Ernesto-SilvaLos coletazos del caso Penta no dejan de dirigirse hacia la UDI. Tras darse a conocer un correo en el que el dueño de Penta solicitaba gestiones a Ernesto Sivla por la Ley de Isapres, hoy una denuncia de Ciper Chile afirma que el presidente del gremialismo efectivamente promovió una indicación que favorecía a las instituciones de salud privada, entre las que se encuentra Banmédica, de cual Silva era accionista por doble vía en ese momento, y en la que el holding económico tiene el 28,74% de las acciones.

El sitio de investigaciones periodísticas ya había denunciado anteriormente que Silva todavía es accionista de Banmédica a través de la sociedad Inversiones y Asesorías Sydarta, la que controla menos del 1% de las acciones de la isapre. Su participación en dicha sociedad no consta en su declaración de patrimonio.

Sin embargo, al momento de promover la indicación, Silva también era accionista directo, al ser titular de al menos 8.300 acciones de Banmédica, equivalentes a una inversión aproximada de $5.3 millones. 

Silva ha negado haber actuado en favor de la isapre, y aseguró que el correo que Carlos Eugenio Lavín le envió el 10 de enero de 2013 correspondía uno de los tanto correos que recibe como parlamentario, “con consultas sobre proyectos que están en tramitación y donde se hacen consultas sobre información pública”.

La respuesta de Silva a la denuncia sobre su participación en la isapre fue negar el vínculo, y lo hizo exhibiendo una boleta en la que demostraba haber vendido sus acciones de Banmédica, fechada el 13 de septiembre de 2013. Sin embargo, eso sólo vino a comprobar que el presidente de la UDI se desprendió de las acciones que tenía en la institución de salud privada ocho meses después de recibir el correo enviado por Lavín,

La indicación que promovió Silva fue ingresada por el mismo gobierno de Sebastián Piñera el 6 de noviembre de 2012, la cual cambió el espíritu de la iniciativa original, favoreciendo así a las Isapres. Ésta había nacido tras una propuesta que discutió la Comisión de Hacienda de la Cámara de Diputados, la cual presidía el presidente de la UDI.

Días después de dicha sesión, Silva reconoció a El Mostrador que fue “parte del grupo de diputados que solicitó al gobierno presentar esta indicación y creo que es una buena medida, importante y que mejoraba el proyecto”.

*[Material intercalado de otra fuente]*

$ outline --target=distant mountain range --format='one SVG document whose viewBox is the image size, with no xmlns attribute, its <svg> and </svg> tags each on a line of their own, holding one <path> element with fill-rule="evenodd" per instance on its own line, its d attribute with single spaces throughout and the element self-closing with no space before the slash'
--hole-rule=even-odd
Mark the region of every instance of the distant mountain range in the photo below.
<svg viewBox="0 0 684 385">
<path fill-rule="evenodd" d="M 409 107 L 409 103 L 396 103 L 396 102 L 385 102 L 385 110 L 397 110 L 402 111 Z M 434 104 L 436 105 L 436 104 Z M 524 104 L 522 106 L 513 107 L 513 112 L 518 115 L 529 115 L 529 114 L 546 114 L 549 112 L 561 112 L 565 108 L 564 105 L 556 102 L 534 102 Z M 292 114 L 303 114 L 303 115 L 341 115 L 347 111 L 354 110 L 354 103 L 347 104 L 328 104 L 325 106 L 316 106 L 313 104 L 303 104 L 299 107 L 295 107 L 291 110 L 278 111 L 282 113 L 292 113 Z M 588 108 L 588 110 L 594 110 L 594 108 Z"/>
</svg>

Todo esto ocurrió entre noviembre de 2012 y enero de 2013, cuando Ernesto Silva era accionista de Banmédica, y que según el documento presentado por él mismo, fueron vendidas en septiembre de 2013.

Aunque el conflicto de intereses era evidente, el diputado decidió no inhabilitarse de la discusión, y muy por el contrario, terminó proponiendo indicaciones que fueron incluidas por el Ejecutivo dentro del proyecto.